Vieillards ou handicapés en situation de dépendance fonctionnelle nécessitant une assistance humaine, pire personnes subissant une limitation des capacités décisionnelles (déficits cognitifs progressifs du vieillard, handicap mental ou psychique) sont les plus faibles : les plus exposés aux abus, violences et négligences.
S’il persistera toujours des risques de négligences et des maltraitances par abus de faiblesse, mais des actions efficaces sont possibles :
- réduire la survenue des états de dépendance évitables. Sont évitables les soins inappropriés (hospitaliers ou autres) qui aboutissent à des « dépendances nosocomiales » : immobilisations intempestives, abus de sédatifs, retards ou refus thérapeutiques basés sur l’âge ou l’âgisme, sorties de l’hôpital non préparées, etc ...
- préparer les personnels non seulement à leurs tâches techniques, mais à la responsabilité que représentent l’accompagnement et l’assistance d’une personne qui ne peut vivre sans leur aide. C’est de plus les valoriser. Ces personnes ne peuvent vivre sans eux.
- Placer sous protection juridique chaque fois qu’utile, est un moyen puissant pour éviter certains dangers financiers et patrimoniaux, mais entraîne un risque élevé de désinsertion sociale et d’exposition à d’autres formes de négligences.
- Demander conseil aux centres associatifs d’écoute et utiliser les actions de sensibilisation à la bientraitance qu’ils mènent auprès des professionnels et des aidants familiaux. Ce peut être un efficace outil de correction des comportements individuels ou collectifs en face d’une personne « en état de faiblesse ».
2 ) L’INCONSCIENCE DES BESOINS ET DE L’HUMANITE DE LA PERSONNE
Si la dépendance de l’assistance d’autrui n’est pas reconnue par l’entourage, les professionnels, les décideurs, la société, les besoins de cette personne seront négligés. Cette inconscience peut concerner tous les niveaux : l’hôpital qui voit dans tout vieillard un « bed blocker », l’EHPAD ou la commission tripartite chargée de définir ses besoins, qui voient dans les résidents des « personnes –z –agées » à héberger alors qu’il s’agit de personnes malades, déficitaires et incurables (par ailleurs âgées) à accueillir, assister, soigner, accompagner et assurer le bien être jusqu’à leur mort. Mission bien difficile quand on n’est pas conscient qu’il ne s’agit pas d’une question d’âge mais de besoin d’assistance pour pouvoir vivre.

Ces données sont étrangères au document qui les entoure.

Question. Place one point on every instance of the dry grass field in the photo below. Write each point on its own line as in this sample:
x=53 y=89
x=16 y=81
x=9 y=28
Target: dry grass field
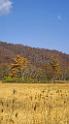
x=34 y=103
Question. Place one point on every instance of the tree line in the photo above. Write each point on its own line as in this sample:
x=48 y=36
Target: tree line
x=21 y=69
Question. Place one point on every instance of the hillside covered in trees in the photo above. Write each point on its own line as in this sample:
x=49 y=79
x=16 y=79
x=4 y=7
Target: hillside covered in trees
x=27 y=64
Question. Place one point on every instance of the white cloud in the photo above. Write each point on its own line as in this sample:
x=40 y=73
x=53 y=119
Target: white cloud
x=5 y=6
x=59 y=18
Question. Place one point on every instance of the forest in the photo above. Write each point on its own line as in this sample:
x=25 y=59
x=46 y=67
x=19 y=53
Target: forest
x=19 y=63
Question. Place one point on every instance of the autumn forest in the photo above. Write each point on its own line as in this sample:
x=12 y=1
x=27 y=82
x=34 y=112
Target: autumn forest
x=19 y=63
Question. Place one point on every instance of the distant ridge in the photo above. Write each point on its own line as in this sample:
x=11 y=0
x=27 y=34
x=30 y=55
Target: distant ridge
x=37 y=56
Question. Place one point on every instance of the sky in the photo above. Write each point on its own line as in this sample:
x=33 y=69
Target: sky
x=36 y=23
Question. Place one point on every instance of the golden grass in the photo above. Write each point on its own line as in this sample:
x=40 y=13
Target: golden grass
x=34 y=103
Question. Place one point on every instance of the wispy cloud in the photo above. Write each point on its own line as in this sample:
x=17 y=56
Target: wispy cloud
x=5 y=6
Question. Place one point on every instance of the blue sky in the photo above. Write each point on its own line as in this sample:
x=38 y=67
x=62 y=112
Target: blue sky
x=36 y=23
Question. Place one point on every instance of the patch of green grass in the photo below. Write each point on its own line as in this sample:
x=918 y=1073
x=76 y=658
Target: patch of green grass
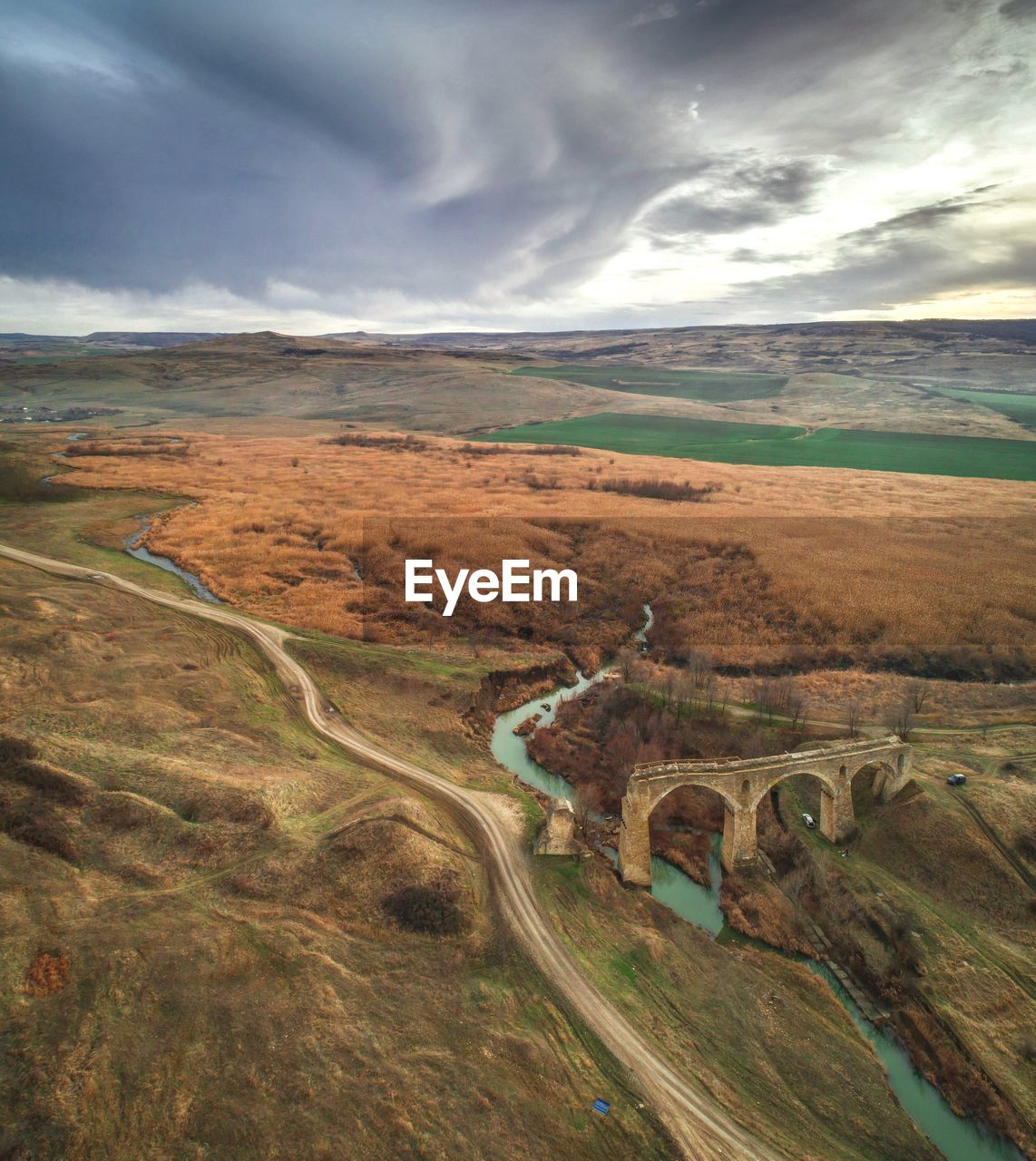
x=782 y=446
x=1019 y=407
x=703 y=385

Le domaine médico –social n’est pas seul concerné. Par exemple la banque ou la caisse de retraite qui ignorent la faiblesse de la personne laisseront sa pension détournée par négligence.
A des stades plus avancés, si la personne assistée a des difficultés d’expression verbale ou de capacités décisionnelles, c’est la conscience de son humanité et de sa dignité qui peut être perdue par ses aidants professionnels, par son tuteur, par les décideurs, par la société elle-même.
Cette inconscience qui retire toute valeur à la personne et la transforme en objet, ou en dossier, sous le prétexte de son silence est à l’origine des pires maltraitances psychologiques, celles qui nient la dignité de la personne assistée.
Prendre conscience de l’humanité de la personne assistée et du caractère indispensable à la vie de l’aide et de l’accompagnement apportés valorise l’équipe d’aide et de soin. Dans l’expérience d’ALMA, les «sensibilisations» aux responsabilités de tous qu’implique cette mission vitale et à la bientraitance sont un moyen puissant pour cette prise de conscience auprès des équipes. Encore faut il aussi toucher ceux qui décident des formations et des moyens. Encore faut il éviter les prétendues « formations » qui culpabilisent et démotivent. Présenter la mission si humaine de ces établissements comme une série de normes aveugles à suivre sous peine de mesures répressives est un moyen très sur d’obtenir une maltraitance généralisée. Donner du sens par une réflexion sur chaque geste accompli pour le bien être de la personne requerrant une assistance valorise aidant et aidé.
Cette prise de conscience est aussi possible hors du domaine médico –social. Certaines banques ou caisses disposent de procédures spécifiques pour les personnes en situation de handicap ou sous tutelle.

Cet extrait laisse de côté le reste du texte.